For fifteen years Juul Kraijer has been drawing a recognizable reality parallel to the reality that we know. She works mainly with charcoal and sometimes with dry pastel. With few lines she portrays physical-emotional and mental sensations. Sobriety intensifies the power of the image and its compactness leads the onlooker to the core. On the sheets of paper from 20 to 300 centimeter width an androgynous looking young woman appears, absent and unmoved or in full concentration. Associations and thoughts, that naturally fleet like fast - flowing water, are written on her body.
In embodied frames of mind the protagonist is staged in a neutral way. She can transform into a landscape, into a body with forests or volcanoes appearing on its curves, as in the immense drawing that is in the collection of the Museum of Modern Art in New York. She can also disintegrate when mosquitos and bees take possession of her, bite her, suck her blood and distribute all these droplets like pollen in nature. Nevertheless her body remains a paragon of calm and graceful modesty, untouchable like that of an imperial geisha.

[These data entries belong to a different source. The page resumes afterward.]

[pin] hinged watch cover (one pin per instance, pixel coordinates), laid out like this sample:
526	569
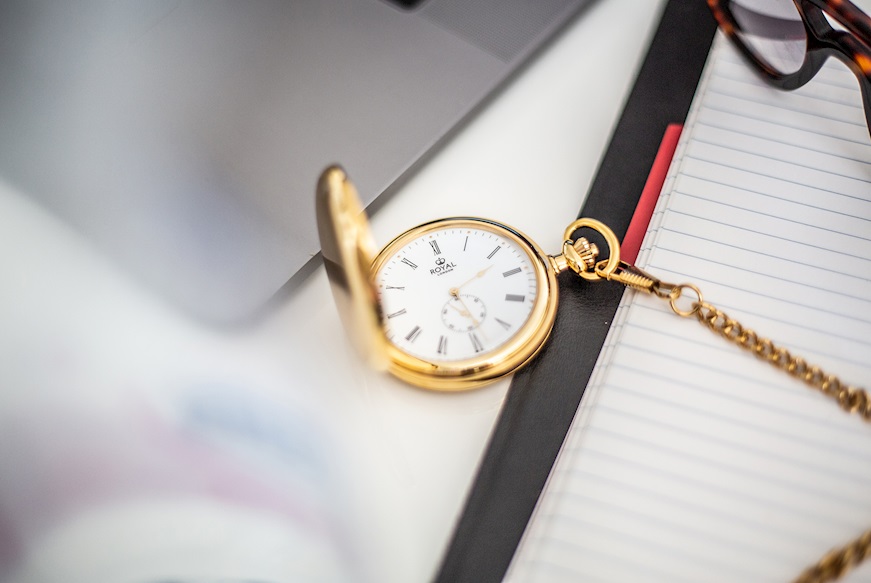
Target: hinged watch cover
349	250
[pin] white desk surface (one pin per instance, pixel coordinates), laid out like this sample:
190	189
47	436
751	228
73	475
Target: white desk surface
407	456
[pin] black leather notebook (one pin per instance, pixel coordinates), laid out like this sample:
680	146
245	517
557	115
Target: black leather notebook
544	397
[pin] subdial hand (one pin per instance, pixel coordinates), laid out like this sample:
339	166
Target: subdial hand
466	312
455	291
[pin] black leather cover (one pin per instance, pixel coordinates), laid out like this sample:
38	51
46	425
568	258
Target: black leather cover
543	398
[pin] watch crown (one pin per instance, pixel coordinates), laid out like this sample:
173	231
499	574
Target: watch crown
587	253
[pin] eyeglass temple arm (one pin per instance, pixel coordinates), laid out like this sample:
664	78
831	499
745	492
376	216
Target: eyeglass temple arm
849	16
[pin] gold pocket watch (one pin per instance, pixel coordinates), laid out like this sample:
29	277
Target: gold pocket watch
448	305
456	303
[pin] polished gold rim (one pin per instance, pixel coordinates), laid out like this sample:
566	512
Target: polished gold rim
517	351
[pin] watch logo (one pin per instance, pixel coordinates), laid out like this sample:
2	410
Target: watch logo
442	267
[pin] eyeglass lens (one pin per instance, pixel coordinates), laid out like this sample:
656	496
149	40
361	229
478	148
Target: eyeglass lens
773	31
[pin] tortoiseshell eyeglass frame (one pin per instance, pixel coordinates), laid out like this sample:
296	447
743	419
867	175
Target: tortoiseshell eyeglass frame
851	45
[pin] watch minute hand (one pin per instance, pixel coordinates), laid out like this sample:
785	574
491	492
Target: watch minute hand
454	291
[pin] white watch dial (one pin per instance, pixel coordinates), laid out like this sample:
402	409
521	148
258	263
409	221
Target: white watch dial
456	293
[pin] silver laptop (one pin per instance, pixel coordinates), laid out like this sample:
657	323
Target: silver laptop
185	138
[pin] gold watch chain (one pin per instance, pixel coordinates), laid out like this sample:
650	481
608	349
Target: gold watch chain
686	300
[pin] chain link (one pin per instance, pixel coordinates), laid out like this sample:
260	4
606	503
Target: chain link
686	300
852	399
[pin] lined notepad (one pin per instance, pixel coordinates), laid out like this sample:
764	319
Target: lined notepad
689	459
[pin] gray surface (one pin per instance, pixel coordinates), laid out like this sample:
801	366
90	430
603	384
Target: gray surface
185	138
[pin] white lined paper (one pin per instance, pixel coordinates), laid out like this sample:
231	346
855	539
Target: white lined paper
690	460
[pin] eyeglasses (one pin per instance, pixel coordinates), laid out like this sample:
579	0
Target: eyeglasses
789	40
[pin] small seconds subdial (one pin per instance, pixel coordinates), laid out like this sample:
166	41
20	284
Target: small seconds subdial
463	313
455	293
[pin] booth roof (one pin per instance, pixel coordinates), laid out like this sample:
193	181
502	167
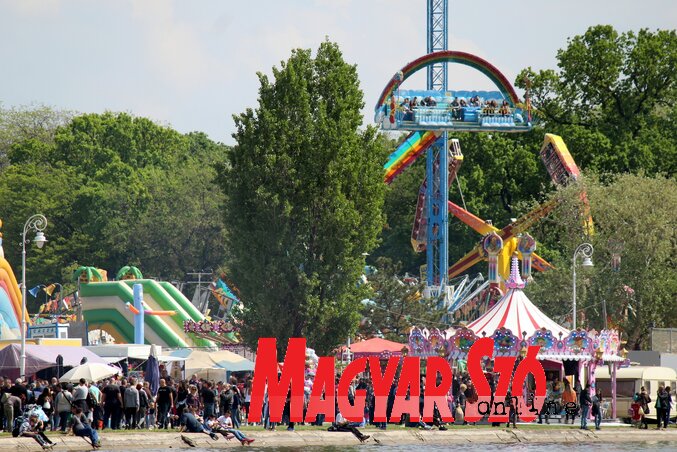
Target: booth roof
39	357
225	360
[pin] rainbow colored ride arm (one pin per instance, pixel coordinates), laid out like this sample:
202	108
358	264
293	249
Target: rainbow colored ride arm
407	153
471	220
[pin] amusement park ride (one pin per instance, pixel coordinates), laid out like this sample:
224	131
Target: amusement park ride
428	115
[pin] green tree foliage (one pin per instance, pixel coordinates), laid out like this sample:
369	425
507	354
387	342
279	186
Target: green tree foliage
116	190
395	306
304	193
614	99
634	215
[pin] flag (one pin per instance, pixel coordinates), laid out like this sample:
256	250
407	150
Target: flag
50	289
34	291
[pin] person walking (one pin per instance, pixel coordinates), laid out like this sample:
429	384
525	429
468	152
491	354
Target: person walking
644	401
164	401
668	407
570	402
235	408
586	401
64	403
663	405
597	408
660	406
112	405
131	402
208	397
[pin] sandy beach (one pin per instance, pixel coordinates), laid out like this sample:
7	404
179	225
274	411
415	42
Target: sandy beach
395	436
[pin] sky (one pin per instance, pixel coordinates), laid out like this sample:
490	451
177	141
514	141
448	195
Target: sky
192	64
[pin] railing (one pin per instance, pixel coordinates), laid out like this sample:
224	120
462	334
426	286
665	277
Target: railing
446	114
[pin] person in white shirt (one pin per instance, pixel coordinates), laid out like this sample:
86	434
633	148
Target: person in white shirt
224	426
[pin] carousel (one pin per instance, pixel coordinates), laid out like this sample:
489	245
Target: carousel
514	323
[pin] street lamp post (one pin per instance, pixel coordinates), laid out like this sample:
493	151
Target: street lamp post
586	250
36	223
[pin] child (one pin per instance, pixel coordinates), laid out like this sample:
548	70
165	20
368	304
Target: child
224	425
32	429
82	428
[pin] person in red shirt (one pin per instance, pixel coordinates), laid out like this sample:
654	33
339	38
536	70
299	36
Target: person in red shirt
636	412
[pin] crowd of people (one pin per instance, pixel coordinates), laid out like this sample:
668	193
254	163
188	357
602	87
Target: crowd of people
219	408
193	405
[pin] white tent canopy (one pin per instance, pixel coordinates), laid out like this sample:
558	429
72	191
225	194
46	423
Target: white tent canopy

The drawings remind one of the Indian culture of contemplation; subtle gestures, refined and elegant miniature painting and gods and demons in animal shape. Already as a young girl Juul Kraijer became acquainted with western and non-western art. In recent years she has frequently travelled to India. Her travels have allowed her to gain new experiences of the senses, to register body postures, to become acquainted with another attitude towards life. Later in her studio in Rotterdam all facets come together on the paper. The result are sensitive, figurative drawings of someone who isolates her emotions and observations, cautiously polishes them and then so subtly recreates them that many can see their own experiences reflected in them.
Juul Kraijer was born in Assen in The Netherlands in 1970 and lives in Rotterdam. Her work has been awarded three Dutch art prizes and has been exhibited many times. It is included in museum and private collections in the Netherlands and abroad.
In 2001 the Stedelijk Museum in Amsterdam presented her work, in 2005 and 2008 she exhibited at Museum Kunst Palast in Düsseldorf, in 2009 at The Third Moscow Biennale of Contemporary Art at the Garage Center in Moscow and in 2013 at La Maison Rouge in Paris as part of the exhibition Théatre du Monde, curated by Jean-Hubert Matin. Her works are in the collections of the Stedeijk and the Overholland Museum in Amsterdam, the MoMa in New York, Museum Boijmans van Beunigen in Rotterdam, the Kiasma in Helsinki, as well as in many private and corporate collections.
Italian Summer
In the exhibition Italian Summer we present five young Italian artists who share the attitude to explore a wide range of techniques and materials. Each has an individual approach, but they all mix traditional techniques with aspects of the contemporary world.
Marco Basta (*Milan 1985) works between an inner, intimate, definite space, and the external world. In the work Piogge (Rains) he attempts to record and give form to this elusive atmospheric phenomenon. The raindrops are captured by a scanner and then printed on hand made paper and reworked with pigments. With Giardino (Garden) the artist continues the series of botanical drawings on felt: a detailed and imaginary nature, frozen in a state of timeless perfection.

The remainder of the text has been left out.